HashAggregate (cost=115926.73…115928.73 rows=200 width=132) (actual time=1491.445…1491.445 rows=0 loops=1)
Group Key: crzgxb.c_jkdj_id
Buffers: shared hit=87551, temp read=14076 written=14074
-> Hash Join (cost=67835.54…115635.36 rows=116548 width=132) (actual time=1491.434…1491.434 rows=0 loops=1)

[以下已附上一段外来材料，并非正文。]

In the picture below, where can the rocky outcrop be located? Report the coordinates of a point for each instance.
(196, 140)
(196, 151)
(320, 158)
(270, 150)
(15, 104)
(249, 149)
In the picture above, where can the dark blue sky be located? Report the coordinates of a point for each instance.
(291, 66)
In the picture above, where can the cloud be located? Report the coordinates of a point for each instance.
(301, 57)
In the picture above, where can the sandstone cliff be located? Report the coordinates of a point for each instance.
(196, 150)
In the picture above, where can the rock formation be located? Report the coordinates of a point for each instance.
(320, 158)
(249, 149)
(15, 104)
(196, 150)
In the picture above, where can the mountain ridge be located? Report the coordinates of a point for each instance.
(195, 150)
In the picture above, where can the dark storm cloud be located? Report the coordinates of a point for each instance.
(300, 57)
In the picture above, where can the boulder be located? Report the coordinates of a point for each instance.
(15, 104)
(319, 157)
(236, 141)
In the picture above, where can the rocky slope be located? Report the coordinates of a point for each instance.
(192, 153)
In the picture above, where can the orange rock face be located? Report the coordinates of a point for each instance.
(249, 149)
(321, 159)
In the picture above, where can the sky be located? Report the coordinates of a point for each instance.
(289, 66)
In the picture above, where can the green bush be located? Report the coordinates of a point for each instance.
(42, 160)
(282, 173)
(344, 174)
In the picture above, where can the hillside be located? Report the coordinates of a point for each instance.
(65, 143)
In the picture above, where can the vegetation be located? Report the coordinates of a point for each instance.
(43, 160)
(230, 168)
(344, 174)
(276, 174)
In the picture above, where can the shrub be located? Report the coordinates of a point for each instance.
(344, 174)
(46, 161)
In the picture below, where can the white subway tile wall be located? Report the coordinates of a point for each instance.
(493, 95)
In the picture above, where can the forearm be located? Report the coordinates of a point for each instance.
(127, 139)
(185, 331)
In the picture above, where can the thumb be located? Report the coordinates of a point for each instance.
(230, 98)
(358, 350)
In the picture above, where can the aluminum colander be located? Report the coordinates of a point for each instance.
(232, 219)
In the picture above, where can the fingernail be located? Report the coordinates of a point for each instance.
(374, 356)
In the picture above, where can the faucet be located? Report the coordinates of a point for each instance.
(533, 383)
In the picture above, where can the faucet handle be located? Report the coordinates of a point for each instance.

Hash Cond: (crzgxb.c_ywid = zc.c_bh)
Buffers: shared hit=87551, temp read=14076 written=14074
-> Seq Scan on test crzgxb (cost=0.00…41892.88 rows=1264388 width=165) (actual time=0.033…372.691 rows=1264388 loops=1)
Buffers: shared hit=29249
-> Hash (cost=67246.62…67246.62 rows=47114 width=33) (actual time=576.678…576.678 rows=107355 loops=1)
Buckets: 65536 (originally 65536) Batches: 2 (originally 1) Memory Usage: 3918kB
Buffers: shared hit=58302, temp written=347
-> Seq Scan on tbl zc (cost=0.00…67246.62 rows=47114 width=33) (actual time=3.073…541.440 rows=107355 loops=1)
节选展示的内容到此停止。